It’s the end of the year again (already!), and as usual, there are lots of scams out there having to do with the holidays and tax time. Cybercriminals use such scams every year because they work. People are busy trying to shop and get ready for the holidays, and often become a little frazzled and careless. Prepping for tax time often just adds to these burdens. A perfect time to pull a scam! Here are a couple that were in the news this week.
This one was in Security News, and this is the gist: “Experts Urge Users to Ignore Facebook Christmas Bonus Scam. Identity theft experts are warning Facebook users to be on the lookout for a “Christmas bonus” scam which appears to be endorsed by their friends on the social network. Variations on these scams appear to have been circulating on Facebook since at least 2015. Most recently, users are being targeted by messages claiming to offer them a “Christmas bonus” or “Christmas benefit,” according to the non-profit Identity Theft Resource Center (ITRC). …Although there are variations on this theme, the bottom line is that the scammers want either victims’ personal information or their money, or both. They will usually ask for personal details in order to process the ‘bonus.’ They may also ask for a small ‘transfer fee’ in order to wire the winnings into the victim’s bank account”. Social media: always a ripe venue for scamming.
This is another one that was in Security News about a fraudulent IRS form.
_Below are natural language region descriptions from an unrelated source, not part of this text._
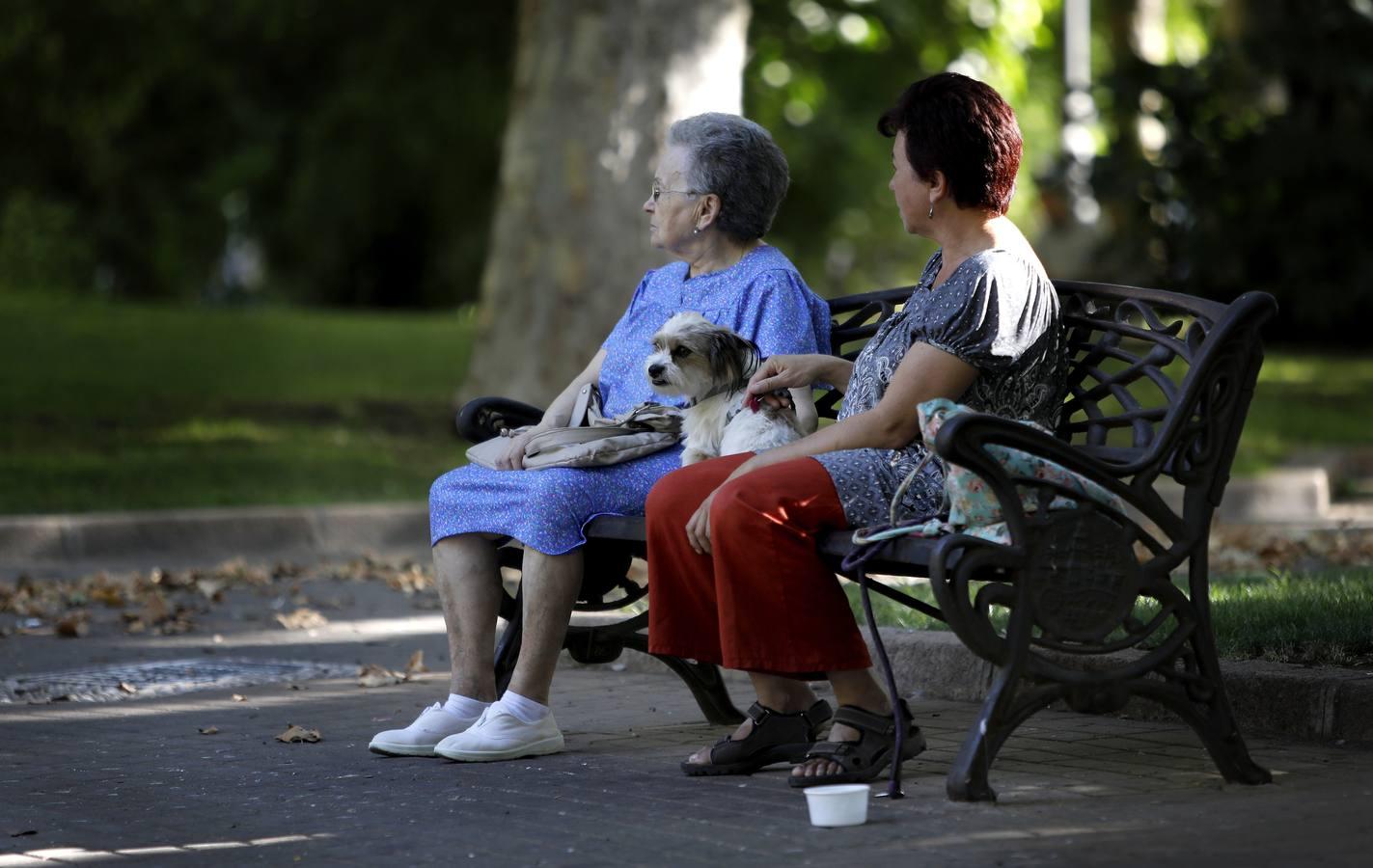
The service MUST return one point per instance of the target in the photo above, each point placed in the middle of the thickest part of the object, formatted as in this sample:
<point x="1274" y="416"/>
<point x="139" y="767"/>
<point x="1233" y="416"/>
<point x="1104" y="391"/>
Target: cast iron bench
<point x="1159" y="386"/>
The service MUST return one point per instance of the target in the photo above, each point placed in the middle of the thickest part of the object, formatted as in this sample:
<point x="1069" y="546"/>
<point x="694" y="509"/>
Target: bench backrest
<point x="1158" y="384"/>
Here is a sample: “New IRS Form Fraud Campaign Targets G Suite Users. A new scam using an IRS form as its mechanism has been found targeting users of Google’s G Suite, with as many as 50,000 executives and “important” employees affected so far. The campaign, discovered and reported by researchers at Abnormal Security, claims to contain an IRS W-8BEN form in PDF format. The attached form asks for far more personal information than required on the actual W-8BEN, which is the form needed to maintain a nonresident tax-exemption status. While there is no malware payload attached to the email, providing all the requested information would give the attacker’s a treasure trove of personal info that could be used for identity theft and other fraud.”
Watch out for these and other scams like them. Never trust that simply because a website or document looks legitimate it really is. Smoke, mirrors and misdirection updated for the age of cybercrime!